I see people every day.  People with pride, work-ethic, and humility.  Unfortunately, many of these people have fallen on hard times.  They are distressed and worried about providing for their families.  I met John and his wife Sandy early in 2011.  They developed careers working for the GM plant, Delphi, in Moraine, just south of Dayton.  John had been there 26 years; Sandy had been there for 23.  In fact, that is where they met and began their relationship.  When I met them, they had 3 children, the oldest of whom was about to graduate from high school.

John and Sandy took the responsible steps that make a strong financial situation for their family’s future.  They made extra mortgage payments and owned their home free and clear in 2005.  They made extra contributions to their employer-provided 401(k) accounts.  They did not finance things and had never used a credit card.

Then, economic crisis struck Dayton and the automotive industry at large in 2007 and 2008.  John and Sandy lost their jobs.  Even though John had put in enough time at Delphi to garner his full pension, Delphi did not have the money to honor his years of work.  They lost their health insurance.  John was able to find a job making one-third of his previous salary; Sandy was unable to find work.  Eventually her unemployment benefits ran out.  They survived by liquidating the dwindling 401(k) accounts, using credit cards, cash advances, food stamps, and taking a mortgage out on their home.  After some time, they were unable to keep up with the mortgage payments, the bank initiated a foreclosure, and creditors were trying to garnish 25% of John’s paycheck.

That’s when I met John and Sandy.  Proud, hard-working Ohioans that had been financially responsible most of their lives.  We talked for some time about what their goals were.  They really just wanted to be able to keep their family warm and fed.  Sandy had finally just landed a job making minimum wage.  So, we engaged in some credit counseling and negotiations with some of the creditors that were attempting to garnish John’s pay.  When the creditors wouldn’t budge, we resorted to exercising their federal bankruptcy rights.  We were able to eliminate the home debt and get them into a suitable rental.  We protected John’s paycheck from the lawsuits.  We even eliminated the tax debt that they had incurred when they liquidated the retirement accounts.  We gave them just enough breathing room to be able to manage their new budget.
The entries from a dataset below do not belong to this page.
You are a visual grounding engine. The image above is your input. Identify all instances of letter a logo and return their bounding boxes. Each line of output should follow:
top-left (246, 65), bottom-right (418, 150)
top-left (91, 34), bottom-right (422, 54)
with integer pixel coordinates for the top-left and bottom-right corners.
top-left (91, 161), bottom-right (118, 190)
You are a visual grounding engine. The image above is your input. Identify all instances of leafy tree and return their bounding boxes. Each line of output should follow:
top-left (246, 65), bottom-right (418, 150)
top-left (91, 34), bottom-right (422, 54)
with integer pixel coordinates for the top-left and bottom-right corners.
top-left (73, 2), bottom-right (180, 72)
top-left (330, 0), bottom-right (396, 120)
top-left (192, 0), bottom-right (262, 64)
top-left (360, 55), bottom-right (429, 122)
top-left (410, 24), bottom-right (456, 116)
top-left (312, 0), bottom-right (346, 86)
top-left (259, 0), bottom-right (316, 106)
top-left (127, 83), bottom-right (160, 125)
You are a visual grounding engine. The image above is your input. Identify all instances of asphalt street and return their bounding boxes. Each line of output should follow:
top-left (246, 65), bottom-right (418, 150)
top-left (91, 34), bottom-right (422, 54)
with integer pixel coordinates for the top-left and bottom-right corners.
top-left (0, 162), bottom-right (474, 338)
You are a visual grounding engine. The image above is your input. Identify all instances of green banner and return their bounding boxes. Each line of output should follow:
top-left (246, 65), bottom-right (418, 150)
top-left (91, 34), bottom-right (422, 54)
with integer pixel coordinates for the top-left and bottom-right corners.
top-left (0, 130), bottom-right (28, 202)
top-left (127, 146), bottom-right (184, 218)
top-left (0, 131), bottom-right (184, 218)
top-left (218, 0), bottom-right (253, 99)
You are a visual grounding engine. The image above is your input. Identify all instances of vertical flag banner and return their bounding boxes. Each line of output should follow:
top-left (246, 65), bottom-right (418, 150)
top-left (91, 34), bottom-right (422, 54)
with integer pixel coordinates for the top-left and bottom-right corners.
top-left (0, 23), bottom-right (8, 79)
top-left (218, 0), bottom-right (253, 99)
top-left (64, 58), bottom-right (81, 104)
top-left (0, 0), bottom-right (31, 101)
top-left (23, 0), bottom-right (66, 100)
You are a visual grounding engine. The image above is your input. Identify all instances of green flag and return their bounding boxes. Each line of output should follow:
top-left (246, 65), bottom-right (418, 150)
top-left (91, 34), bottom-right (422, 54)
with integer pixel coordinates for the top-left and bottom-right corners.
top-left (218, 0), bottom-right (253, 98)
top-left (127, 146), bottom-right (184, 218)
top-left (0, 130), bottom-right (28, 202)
Since that time, their story has improved.  John found a position as a shift manager at a machine shop, and Sandy has decided to stay at home and help raise their grandchildren.  They are trying to reestablish their retirement, but they still don’t finance anything or use credit cards.  They understand that their bad situation wasn’t a result of any bad decisions.  It was just a function of these hard times.  At their worst, they were still among the friendliest and most genuine people I’ve ever met.

Sometimes the line between feast and famine is thinner than we’re led to believe.